Faith and grit won Chamberlain’s battle, though. By the beginning of autumn, he was released from the military hospital to return home. By spring 1865, he was back in command, leading a division in the Appomattox Campaign. In his extraordinary case, the doctors and newspapers had been wrong – and right. In 1914, Joshua Lawrence Chamberlain died from effects of his Petersburg wound, an injury that never fully healed but which he overcame for five decades to live a full life with his family, as a politician, educator, and writer.
Historical Musings

This letter is unique in many ways. In my opinion, it is remarkable because it’s a surviving document scrawled by a soldier who believed he was dying. We find references to letters or last messages written for soldiers in field hospitals, but these missives did not always survive. And if they were dictated, we have to wonder how much raw emotion actually made it into those written words. Chamberlain wrote his letter, uncensored, and without someone else “interpretting” or rewriting his words.
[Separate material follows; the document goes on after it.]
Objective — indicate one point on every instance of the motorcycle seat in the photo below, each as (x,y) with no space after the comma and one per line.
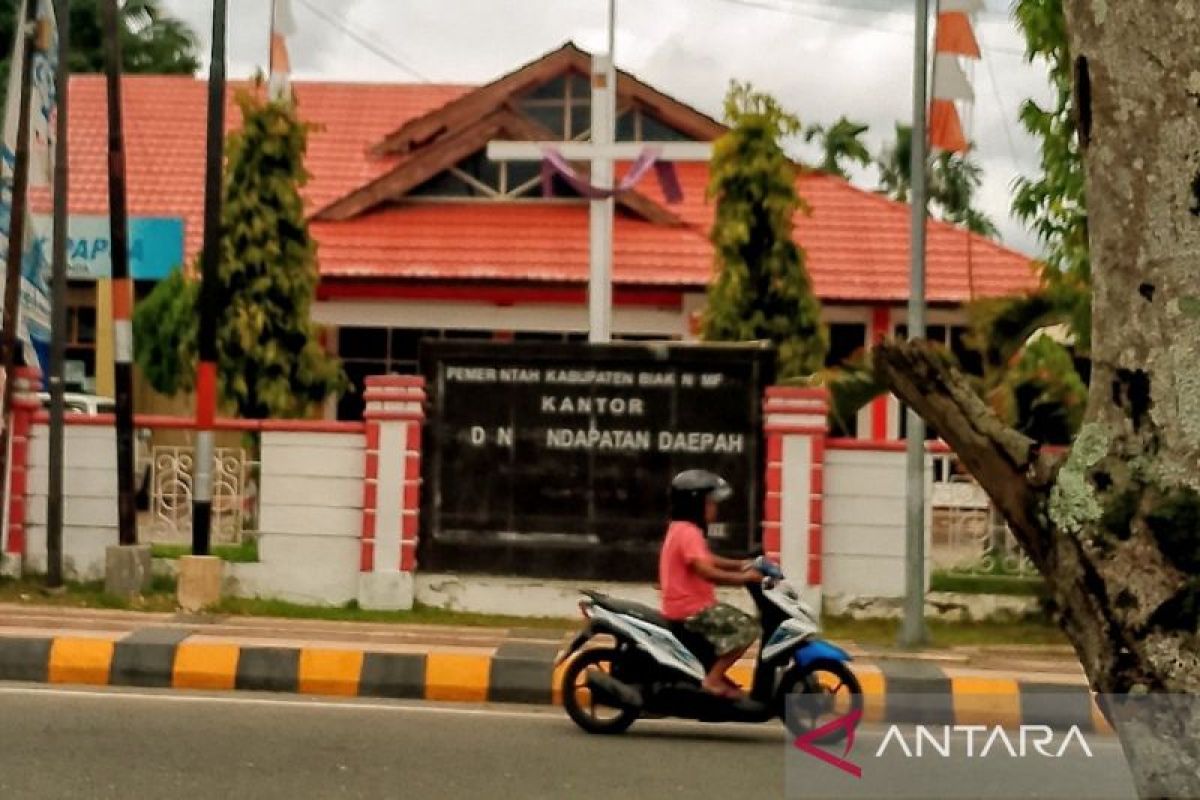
(629,608)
Mr. and Mrs. Chamberlain had a history of writing intimate letters. Some of their written words from their courtship days are eye-brow raising; this was a couple that quarreled, debated, flirted, teased, and built a relationship through written words when they were apart. This note – which he probably believed was his last – reveals what was actually important to him: faith, her, family.
I’m working on an argument that Petersburg – not Gettysburg – is Chamberlain’s leadership moment. Paralleling his decisions and examples on the battlefield revealed in his letter to the generals comes the revelation of the man’s heart in this letter written in extreme circumstances in a bloody and painful hospital scene. Fortunately, this note was preserved, and we have a unique example of an officer’s “last” letter home in his own handwriting. And the twist in the story? He survived.